Bij de meeste tweezaadlobbige planten leidt de directe rek van de kiemwortel tot de vorming van de primaire wortel, die in de bodem groeit. Deze geeft zijtakken af (secundaire en tertiaire wortels) en vormt zo het penwortelstelsel. Alle zijtakken ontstaan in acropetale opeenvolging, d.w.z. dat de oudere en langere takken zich bij de basis bevinden en de jongere en kortere bij de apex van de hoofdwortel. De hoofdwortels en de zijtakken vormen het penwortelsysteem. Het penwortelgestel is kenmerkend voor de meeste dicots, bijvoorbeeld voor de wortels van de mosterdplant (Brassica) (सरसों), de zonnebloemplant (Helianthus) (सूरजमुखी).

Dit wortelgestel zorgt voor een zeer sterke verankering, omdat het in staat is zeer diep in de grond te reiken. Het diepe voedingswortelstelsel wordt ook wel het racemose penwortelstelsel genoemd. Bij sommige planten blijft de penwortel kort, maar de secundaire wortels groeien horizontaal tot grote hoogte langs het oppervlak van de grond en dringen niet diep in de grond door. Dergelijke wortels worden oppervlaktevoeders genoemd.

Karakteristieken van het penwortelstelsel:

  • Het ontwikkelt zich uit de kiemwortel van het embryo.
  • Hij bevindt zich altijd onder de grond.
  • Er is één hoofdwortel met vertakkingen die op acropetale wijze ontstaan.
  • De hoofdwortel of primaire wortel blijft gedurende het hele leven van de plant bestaan.
  • Deze wortels dringen diep in de grond door. Daarom fungeren ze als een diepe voeding.

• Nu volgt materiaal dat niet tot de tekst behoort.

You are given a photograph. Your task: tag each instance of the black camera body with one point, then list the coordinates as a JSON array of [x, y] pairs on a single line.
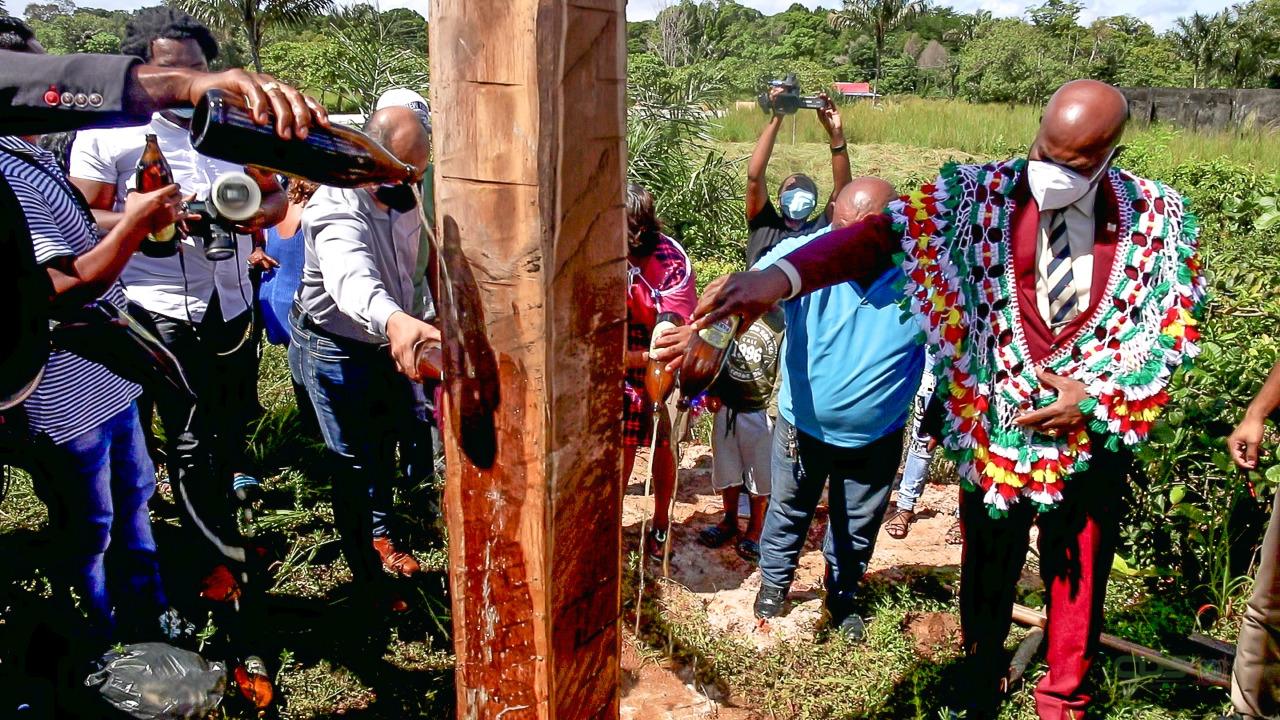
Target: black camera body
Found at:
[[790, 100], [233, 199]]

Adventief of vezelachtig wortelstelsel:

In monocotyledonische planten is de primaire wortel van korte duur en wordt hij vervangen door een groot aantal wortels. Een cluster van slanke, vezelachtige wortels ontspringt aan de basis van de kiemwortel en de plumule en vormt het vezelige wortelstelsel. b.v. wortels in tarwe (गेहूँ), maïs (मक्का), suikerriet (गन्ना). Bij sommige planten, zoals gras (घास), Monstera (een tropisch-Amerikaanse wijnstok met wortels die als koorden hangen en cilindrische vruchten met de smaak van een ananas en banaan) en de banyanboom (बरगद), ontstaan wortels uit andere delen van de plant dan de kiemwortel en worden zij adventieve wortels genoemd. Dergelijke wortels kunnen zich ontwikkelen aan de basis van de stengel, op de knopen of uit de bladeren. Zij vertakken zich niet overvloedig, zijn ondiep en spreiden zich horizontaal uit, groeien niet diep in de grond en kunnen dus geen sterke verankering aan de plant bieden.

Karakteristieken van het adventief wortelgestel:

  • Zij kunnen uit elk deel van de plant ontstaan behalve uit de kiemwortel.
  • Zij kunnen ondergronds of in de lucht zijn.
  • Veel wortels ontstaan in clusters van dezelfde grootte.
  • De primaire wortel is van korte duur en wordt tijdens het leven van de plant vervangen door adventieve wortels.
  • Deze dringen niet diep in de grond door.

Noot:

Sommige waterplanten zoals Utricularia, Wolfia, Ceratrophyllum, Myriophyllum, en Lemna hebben geen wortels. Hun ondergedompelde delen vervullen de functies van de wortel.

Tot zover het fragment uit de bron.